Viral infections are highly dynamic, and traditional endpoint assays in virology have a limitation that a chosen endpoint can lead to missed information. The main advantage of this technique is that with cell-based electrical impedance, it is possible to follow a viral infection and the activity of antiviral compounds in real time. Demonstrating this procedure will be Eef Meyen, a lab technician from our laboratory.
To begin, prepare the CEI plate by taking an interdigitated electrode-based 96 well plate. Add 100 microliters of growth culture medium to each well and fill the spaces between the wells with DPBS. Then, incubate the plate at 37 degrees Celsius and 5%carbon dioxide for four hours.
To seed the A549 cells, detach them from the culture flask as described in the manuscript and resuspend them in fresh growth medium. Transfer the cell suspension to a 50-milliliter tube. Count the viable cells and dilute them in fresh growth medium to obtain the desired cell density.
After incubation, remove the growth culture medium with a multi-channel pipette from the 96 well plate. Dispense 100 microliters of cell suspension per well. Once the cells are equilibrated, place the plate in the CEI device to set up and conduct the CEI assay.
Open the device's software, and in the Collect Data pane, click Setup to set a new experiment. Connect a laptop to the ECIS device. Configure the plate by checking the wells'impedances as indicated by a green color.
In the Well Configuration pane, select array type according to the used cultureware and click on Multiple Frequency time mode. Then, start the measurement by pressing Start. Keep the compound on ice.
Make the 10-times-concentrated dilution with an equilibrated assay medium in a five-milliliter polypropylene tube and then add the compound. In the Data Collection Setup pane, click Pause, and after completing the current time point, take out the 96 well plate. Observe the adherence and monolayer formation of the cells under a light microscope.
Next, aspirate 20 microliters of medium from each well using a multichannel pipette, and add 20 microliters of compound solution or vehicle in the desired wells. Incubate the plate at 37 degrees Celsius and 5%carbon dioxide for 15 minutes. To prepare the virus solution, thaw a vial of virus stock.

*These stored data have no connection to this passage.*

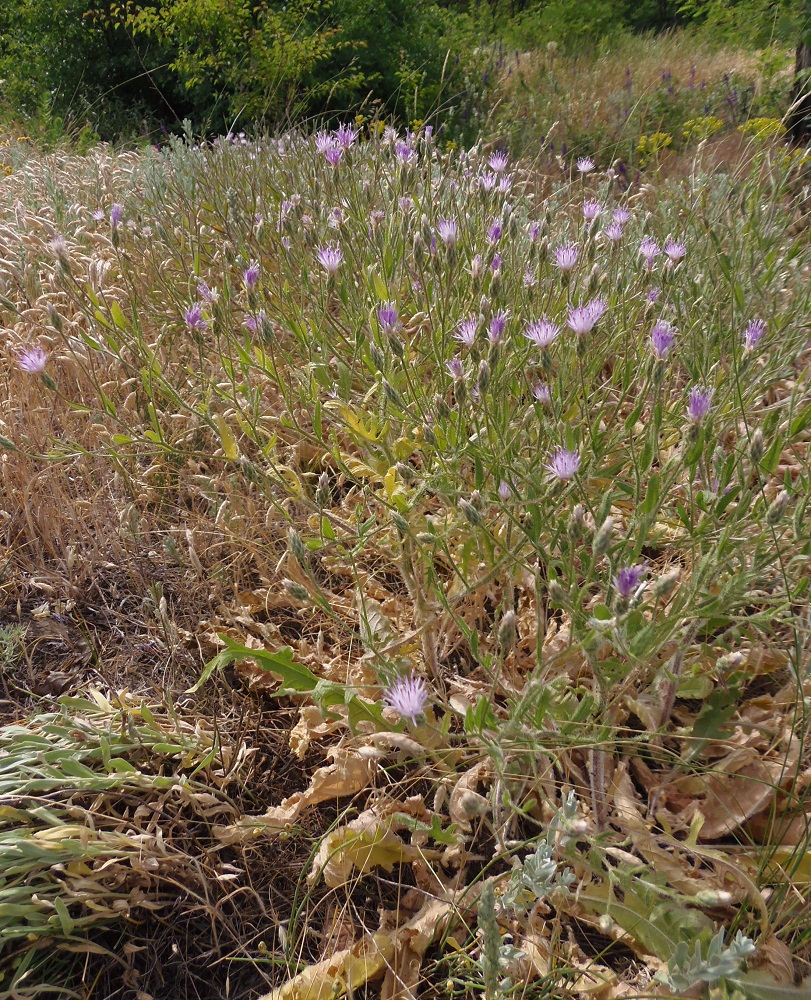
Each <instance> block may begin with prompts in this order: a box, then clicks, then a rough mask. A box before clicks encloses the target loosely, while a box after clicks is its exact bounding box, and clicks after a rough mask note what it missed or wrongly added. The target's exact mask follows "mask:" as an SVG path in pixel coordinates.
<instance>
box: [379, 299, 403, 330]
mask: <svg viewBox="0 0 811 1000" xmlns="http://www.w3.org/2000/svg"><path fill="white" fill-rule="evenodd" d="M377 321H378V323H379V324H380V329H381V330H382V331H383V332H384V333H387V334H392V333H394V331H395V330H396V329H397V327H398V326H399V325H400V320H399V317H398V316H397V309H396V307H395V305H394V303H393V302H384V303H383V305H382V306H381V307H380V308H379V309H378V310H377Z"/></svg>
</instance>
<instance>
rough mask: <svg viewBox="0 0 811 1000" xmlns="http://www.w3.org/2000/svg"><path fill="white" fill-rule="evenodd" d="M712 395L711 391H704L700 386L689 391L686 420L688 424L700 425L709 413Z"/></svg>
mask: <svg viewBox="0 0 811 1000" xmlns="http://www.w3.org/2000/svg"><path fill="white" fill-rule="evenodd" d="M712 393H713V390H712V389H704V388H702V387H700V386H694V387H693V388H692V389H691V390H690V398H689V400H688V403H687V419H688V420H689V421H690V423H693V424H700V423H701V421H702V420H703V419H704V417H706V416H707V414H708V413H709V412H710V407H711V406H712Z"/></svg>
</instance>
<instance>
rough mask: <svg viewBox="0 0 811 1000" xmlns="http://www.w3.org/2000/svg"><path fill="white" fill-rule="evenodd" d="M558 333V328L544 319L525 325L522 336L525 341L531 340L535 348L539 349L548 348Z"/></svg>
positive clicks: (557, 335) (557, 326)
mask: <svg viewBox="0 0 811 1000" xmlns="http://www.w3.org/2000/svg"><path fill="white" fill-rule="evenodd" d="M559 333H560V327H559V326H558V325H557V324H556V323H553V322H552V321H551V320H548V319H546V317H544V318H543V319H540V320H536V321H535V322H534V323H527V328H526V330H524V336H525V337H526V338H527V340H531V341H532V343H533V344H535V346H536V347H540V348H546V347H549V345H550V344H551V343H552V342H553V341H554V340H555V339H556V337H557V336H558V334H559Z"/></svg>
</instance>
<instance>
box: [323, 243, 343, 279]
mask: <svg viewBox="0 0 811 1000" xmlns="http://www.w3.org/2000/svg"><path fill="white" fill-rule="evenodd" d="M316 257H317V258H318V263H319V264H320V265H321V266H322V267H323V268H324V270H325V271H326V272H327V274H336V273H337V271H338V268H339V267H340V266H341V264H342V263H343V259H344V255H343V253H342V251H341V248H340V247H339V246H338V245H337V244H335V243H328V244H327V245H326V246H325V247H321V248H319V250H318V251H317V252H316Z"/></svg>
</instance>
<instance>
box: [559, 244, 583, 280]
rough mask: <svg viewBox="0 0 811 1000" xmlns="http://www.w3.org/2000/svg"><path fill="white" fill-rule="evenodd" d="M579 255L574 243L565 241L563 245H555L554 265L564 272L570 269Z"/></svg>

After making dilutions at the desired MOI with assay medium in a 15-milliliter polypropylene tube, add virus stock. Once virus dilution is added in the assigned wells, add 100 microliters of assay medium to the cell control wells. Then, decontaminate the employed virus containers.
Place the plate back in the CEI device and click on Resume to continue the measurements for six consecutive days. For analyzing the data, click Finish to end the experiment and add Enter Experiment Summary. Once data collection is completed, select OK.Select the desired frequency in the Graph pane.
Ensure all wells are selected in the Well Configuration pane and click on File, then Export Data, followed by Graph Data to export the data in a spreadsheet format. The CEI assay showed that the infection kinetics were highly dependent on the cell type, and U87 cells were only susceptible to Zika virus infection at high MOIs. The CEI assays also demonstrated a fully-grown cell monolayer at high cell seeding and cannot further spread across the CEI electrodes, leading to a slight difference between the cell control and virus control.
For U87, a larger cell type, seeding cells too densely might have led to the complete detachment of the cell monolayer. A representative Zika virus strain of the African MR766 in the Asian lineage PRVABC59 exhibited similar CEI patterns. However, PRVABC59 has slightly slower cytopathic-effect-inducing properties, also reflected by the CIT50 values.
The impedance profiles of three different MOIs of both Zika virus strains demonstrated that the particular compound concentration delayed the impedance drop caused by Zika virus infection. The CEI assay revealed that the antiviral activity was dependent on the MOI and AUCN calculations determined IC50 values. The evaluated CIT50 values demonstrated compound potencies in the kinetics of cell growth and infection.
CEI is a powerful technology to evaluate and characterize compounds against Zika virus replication in a real-time, label-free, and non-invasive manner.